The Final Gambit by Jennifer Lynn Barnes (Book #3 Review)

More puzzles, new enemies… “Don’t trust anyone,” Tobias Hawthorne’s message to Avery, our protagonist. That sound ominous. What then? Avery and the Hawthorne brothers will have to play a last game if they don’t want everything to fall apart. However, they will have to face their pasts once again.

The Final Gambit by Jennifer Lynn Barnes (Book #3 Review)
The Final Gambit by Jennifer Lynn Barnes, reviewed by Fae Reviews.

Review

Book 3: The Final Gambit- ⭐️⭐️.5
Series: The Inheritance Games
Author: Jennifer Lynn Barnes
Rest of the Series?: Book 1 and Book 2 review
Buy link?: at the end of this post ⤵️


I’m going to be honest with you. I don’t think I understood this book or book series entirely. As I said in my previous review of books 1 and 2, puzzle-wise, the story is interesting. How Tobias Hawthorne anticipated so many things; how he planned all his riddles and secret compartments in advance. Imagining there are genius minds out there is amazing, people capable of great strategies. Also, imagining what you can do and solve when you’ve trained your mind in such ways, like the Hawthorne brothers and Avery could, definitely exhilarating.

I think my main problem with this series is the romance. There’s romance in many stories, even when it’s not the main storyline in the plot.
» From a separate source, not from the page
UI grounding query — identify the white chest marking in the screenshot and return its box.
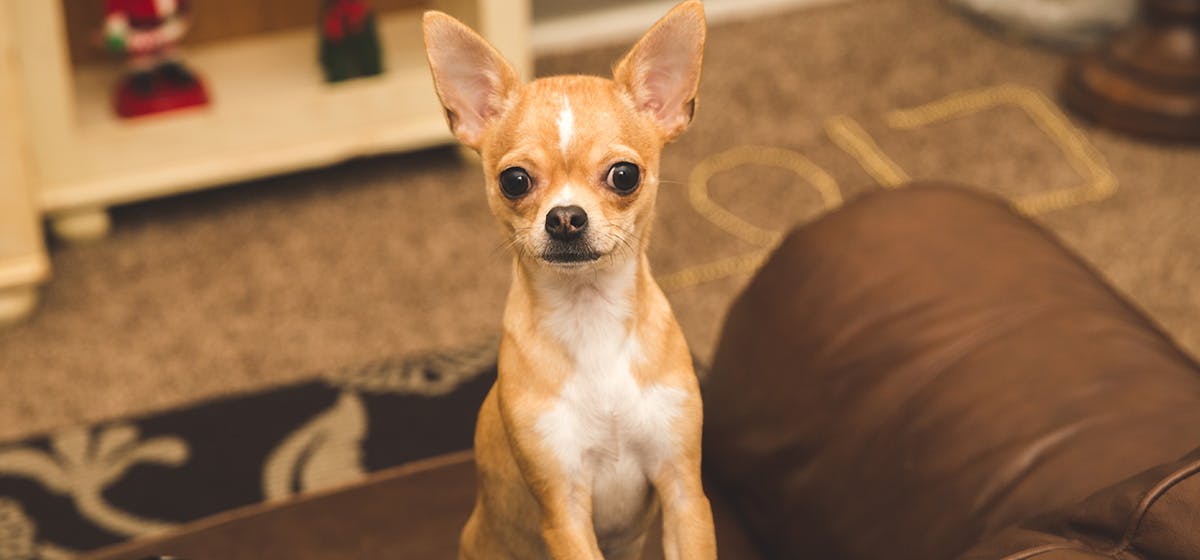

At the same time, there are books, like in the Fantasy Romance genre, where the love relationship between the protagonists is as important as the main conflict they have to solve. In “The Inheritance Games,” the romance turned out to be a distraction for me. You see, this triangle among Avery, Jameson and Grayson was very confusing in the first books. In this last one, even when Avery took her pick, it doesn’t feel like she completely did. The romanticism here is lacking, so underwhelming. Even when Jameson, out of his character, tries to behave more romantically, he sounds false. Grayson, on his part, can be romantic in a way that makes you say, how did she choose Jameson instead of him?

[This is not a spoiler. Remember the end in book 2? Avery said to Jameson: “Heads, you kiss me… Tails, I kiss you. And this time… It means something.”]
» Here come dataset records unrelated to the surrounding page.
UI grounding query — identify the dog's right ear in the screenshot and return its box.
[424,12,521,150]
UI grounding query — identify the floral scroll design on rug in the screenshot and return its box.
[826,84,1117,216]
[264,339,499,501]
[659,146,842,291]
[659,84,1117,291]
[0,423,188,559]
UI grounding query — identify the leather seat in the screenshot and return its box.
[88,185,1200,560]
Jameson is a very interesting character, his mood, his intellect, his hunger. However, romance-wise when you pair him with Grayson, there’s something in the way their relationships with Avery have been narrated and described, that you can’t finished falling in love with Jameson, or better yet with ‘Jameson-Avery.’
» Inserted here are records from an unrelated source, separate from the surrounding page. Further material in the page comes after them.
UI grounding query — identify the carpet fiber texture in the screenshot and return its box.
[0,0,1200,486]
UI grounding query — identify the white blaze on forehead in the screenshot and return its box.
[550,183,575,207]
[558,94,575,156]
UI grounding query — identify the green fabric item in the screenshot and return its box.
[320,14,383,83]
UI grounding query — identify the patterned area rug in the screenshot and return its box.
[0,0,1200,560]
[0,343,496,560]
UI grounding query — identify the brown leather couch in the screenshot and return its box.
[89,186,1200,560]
I understand that the main focus of this series is the mystery and the puzzles. However, I feel Jennifer Lynn Barnes didn’t want to leave the love triangle so much in the background. So, it wasn’t a strong storyline as in mixed-genre stories, but it had more attention than in stories were romance is just a thought. As a consequence, it built my expectations. I wasn’t just following the characters solving riddles. I was also trying to fall for them and see how their relationships were going to end.

In my personal opinion, I would have enjoyed more the story if the author had taken the romance out of the equation. Take the epilogue, for instance. I would have liked to get a better picture of Avery and Jameson. But again, because romance is not the deal here, their future was just mentioned. And believe me readers, I understand this in principle. However, as I said I feel Barnes gave more attention to the love part than it should have, and for such, I would have expected more at the end.

Now, let’s get into the juicy part. Being a mystery story, Avery and the Hawthorne brothers are facing now a new enemy. They don’t know who this person is or why is he entwining them in his/her plot. I’m not complaining about this. That said, there was so much suspense built throughout the story, that when the conflict was solved, it happened too fast and almost without consequences. I mean, even though Avery decided to put a lot on the line, her win felt too simple. At one point we have this elaborate plot with a clever enemy and so many possible disastrous outcomes, and then, she plays and wins, in a blink of an eye, and all the threat is gone. It left me without a proper closure.

Moreover, the ending of Toby’s storyline—if you read the other books, you know he is Tobias Hawthorne’s ‘son—’ was a bit lacking. I would have expected something more, maybe more fight, not such resignation to his fate—even though I get he had a reason for the choice he made. He is such a mysterious character throughout the series that I believe he deserved more paragraphs in the book.

In a nutshell. 

In the epilogue, we get a hint that a possible new series could come up, at least if the author wanted to explore that subject further. I was a fan of the puzzles. I was a fan of the characters’ intellect, courage and mental agility. I wasn’t a fan of how the conclusion came to be or the romance in general. So, I hope, if there’s more to come eventually, I can get more of the first and less of the latter.